И вот, когда должно было случиться самое важное, среди пассажиров его не оказалось. Из-за киоска с чебуреками, где она пряталась, вся площадь была как на ладони. Люди из автобуса разошлись по домам, автобус уехал. Покусывая губы, Fatal лихорадочно соображала. Разжала руку, мобильник упал в лужу, но, слава богу, не сдох. Борисов телефон молчал с утра. Договорились же накануне: в двенадцать в склепе у Лежнева. Этой встречи он сам добивался, и она наконец согласилась. Пятница, тринадцатое – вот на чем он сыграл. Настоящая готка теряет невинность на могиле ровно в полночь.

Когда полгода назад Fatal ездила к Борису на выходные в Саратов, Катька прислала ей эсэмэску: «Кто он?» Ответила коротко: «У него – большой». Катька принялась исступленно названивать, но она не отвечала на звонки, а потом в Балахонье рассорилась с подругой окончательно. Не очень-то и нужна, «цивилам» ее не понять, как и родителям. Те погрязли в бизнесе, по вечерам пропадали в кабаках, могли вдруг сорваться, например в Турцию: «Надо вывезти на море человечка из администрации». Бабла, конечно, отгружали, откупались своим поганым баблом. Возвращаться в «цивильную» жизнь, ценить вещи, которые не ценила сейчас? Дудки! Ghots forever! В тот приезд в Саратов, кстати, ничего не случилось – целовались без конца, и все.

Нет, автобус опоздал на двенадцать минут не случайно. Может, Борис проверяет ее на вшивость? Когда Fatal случалось закусывать удила, ее побаивалась даже покойная бабушка. Она тряхнула головой, вышла из-за киоска. Солнце садилось в далекие тучи, накрапывал мелкий дождик.

На кладбище она пришла в начале десятого. К воротам приткнулся «Москвич» с треснувшим лобовым стеклом. Домик сторожа был заколочен, поодаль валялась вверх дном собачья конура, кто-то дал ей хорошего пинка. Длинные тени старых деревьев истаивали, но сумрак еще не наступил. Черные птицы хлопали крыльями в кронах, устраиваясь на ночлег. Fatal пошла по главной аллее и скоро уперлась в кирпичный склеп.

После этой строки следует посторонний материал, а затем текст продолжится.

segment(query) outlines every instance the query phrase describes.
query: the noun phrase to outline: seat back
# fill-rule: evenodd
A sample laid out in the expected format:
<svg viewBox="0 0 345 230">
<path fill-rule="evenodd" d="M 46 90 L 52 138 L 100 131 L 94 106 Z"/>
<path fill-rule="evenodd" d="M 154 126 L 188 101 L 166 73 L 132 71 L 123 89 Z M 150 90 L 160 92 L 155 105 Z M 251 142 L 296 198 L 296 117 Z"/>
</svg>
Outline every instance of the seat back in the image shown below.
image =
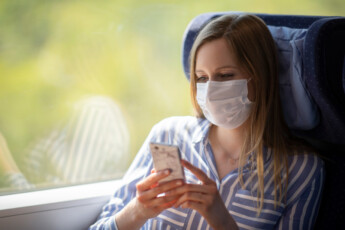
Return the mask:
<svg viewBox="0 0 345 230">
<path fill-rule="evenodd" d="M 197 34 L 207 22 L 228 13 L 240 12 L 204 13 L 186 28 L 182 62 L 188 80 L 189 53 Z M 276 42 L 285 121 L 325 161 L 325 186 L 315 228 L 345 226 L 345 17 L 256 15 L 268 25 Z"/>
</svg>

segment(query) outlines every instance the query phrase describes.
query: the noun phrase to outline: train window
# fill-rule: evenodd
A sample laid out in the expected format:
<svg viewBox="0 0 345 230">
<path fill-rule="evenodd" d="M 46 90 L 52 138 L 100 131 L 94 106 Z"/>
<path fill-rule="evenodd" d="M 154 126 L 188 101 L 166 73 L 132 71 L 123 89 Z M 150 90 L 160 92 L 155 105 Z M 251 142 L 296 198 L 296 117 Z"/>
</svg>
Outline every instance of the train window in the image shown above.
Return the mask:
<svg viewBox="0 0 345 230">
<path fill-rule="evenodd" d="M 0 194 L 120 178 L 151 127 L 192 115 L 181 64 L 209 11 L 341 15 L 342 0 L 0 3 Z"/>
</svg>

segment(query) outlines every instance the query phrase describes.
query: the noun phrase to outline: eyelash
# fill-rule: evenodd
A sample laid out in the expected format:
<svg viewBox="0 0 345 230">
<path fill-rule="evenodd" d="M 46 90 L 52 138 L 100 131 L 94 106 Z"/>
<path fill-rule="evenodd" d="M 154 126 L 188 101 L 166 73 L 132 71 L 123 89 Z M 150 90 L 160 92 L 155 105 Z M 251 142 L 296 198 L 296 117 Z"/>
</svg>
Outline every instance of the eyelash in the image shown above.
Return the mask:
<svg viewBox="0 0 345 230">
<path fill-rule="evenodd" d="M 226 73 L 226 74 L 219 74 L 221 78 L 231 78 L 234 76 L 232 73 Z"/>
<path fill-rule="evenodd" d="M 225 73 L 225 74 L 217 74 L 216 77 L 219 79 L 224 79 L 224 78 L 233 78 L 235 76 L 235 74 L 233 73 Z M 196 77 L 196 82 L 207 82 L 208 81 L 208 77 L 207 76 L 200 76 L 200 77 Z"/>
</svg>

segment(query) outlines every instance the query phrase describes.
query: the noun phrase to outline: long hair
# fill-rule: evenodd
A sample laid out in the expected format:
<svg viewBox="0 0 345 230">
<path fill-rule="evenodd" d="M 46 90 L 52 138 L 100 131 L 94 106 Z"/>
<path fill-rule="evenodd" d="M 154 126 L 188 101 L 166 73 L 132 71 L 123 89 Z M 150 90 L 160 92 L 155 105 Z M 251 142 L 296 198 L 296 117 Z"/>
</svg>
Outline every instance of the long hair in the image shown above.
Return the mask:
<svg viewBox="0 0 345 230">
<path fill-rule="evenodd" d="M 264 200 L 264 146 L 272 150 L 275 205 L 285 197 L 289 173 L 287 155 L 294 148 L 290 145 L 292 137 L 281 110 L 277 51 L 266 24 L 255 15 L 224 15 L 209 22 L 198 34 L 190 55 L 191 97 L 198 117 L 204 115 L 196 100 L 196 55 L 203 44 L 220 38 L 227 41 L 239 67 L 252 78 L 254 85 L 255 99 L 239 165 L 243 165 L 250 153 L 255 153 L 252 164 L 256 165 L 258 178 L 259 214 Z M 243 168 L 240 167 L 239 172 L 243 186 Z M 286 176 L 284 181 L 283 174 Z"/>
</svg>

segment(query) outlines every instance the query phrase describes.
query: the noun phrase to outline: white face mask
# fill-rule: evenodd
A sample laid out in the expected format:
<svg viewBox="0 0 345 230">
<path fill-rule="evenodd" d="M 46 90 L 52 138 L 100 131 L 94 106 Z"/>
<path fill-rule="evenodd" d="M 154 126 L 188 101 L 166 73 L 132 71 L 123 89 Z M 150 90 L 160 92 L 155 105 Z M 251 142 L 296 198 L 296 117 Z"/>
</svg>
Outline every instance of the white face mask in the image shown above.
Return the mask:
<svg viewBox="0 0 345 230">
<path fill-rule="evenodd" d="M 247 82 L 240 79 L 197 83 L 196 99 L 207 120 L 228 129 L 242 125 L 252 106 L 247 97 Z"/>
</svg>

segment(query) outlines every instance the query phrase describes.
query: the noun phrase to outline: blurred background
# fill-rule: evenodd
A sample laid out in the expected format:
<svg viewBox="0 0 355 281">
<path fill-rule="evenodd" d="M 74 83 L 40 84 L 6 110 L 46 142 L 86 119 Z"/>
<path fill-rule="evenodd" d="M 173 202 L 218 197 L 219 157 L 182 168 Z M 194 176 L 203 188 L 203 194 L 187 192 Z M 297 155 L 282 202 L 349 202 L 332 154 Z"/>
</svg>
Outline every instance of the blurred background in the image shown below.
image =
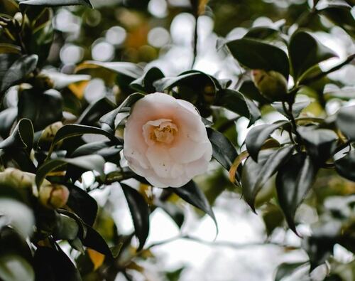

Покрытый ржавой железной чешуей купол походил на спину подземной рептилии, которой не хватило сил выбраться на божий свет. Стрельчатую готическую дверь за кованой решеткой охраняли два чугунных рыцаря на черных колонках. Над входом парила пухлощекая головка младенца с крылышками, у нее был отбит нос. Борис поменял замок на решетке, дал ей ключ. Она отперла решетку, толкнула двустворчатую дверь, та открылась с противным скрипом, похожим на голос школьного завуча. Заперла решетку изнутри, зашла в склеп и притворила двери. Все было знакомо – широкие каменные скамьи по бокам, две надгробные плиты, вмурованные в пол у стены напротив входа: Лежнев Поликарп Арсеньевич (1841–1913) и Лежнева Марфа Петровна (1852–1919) – утопленные в мрамор буквы и кресты над ними, заполненные стершейся золотой краской. Балахонский купец и меценат, убитый грабителями, лежал тут с законной супругой.

Со стены свисала лампадка, Борис подлил в нее масла и заменил фитиль. Без огня в склепе было темно, в узкие окна-бойницы залетал больше ветер, чем свет. Fatal подожгла фитиль зажигалкой, закурила. Расстелила на скамье походную пенку, легла на нее. Накрылась длинным готским плащом, с которым никогда не расставалась. Часы на руке показывали 21.29.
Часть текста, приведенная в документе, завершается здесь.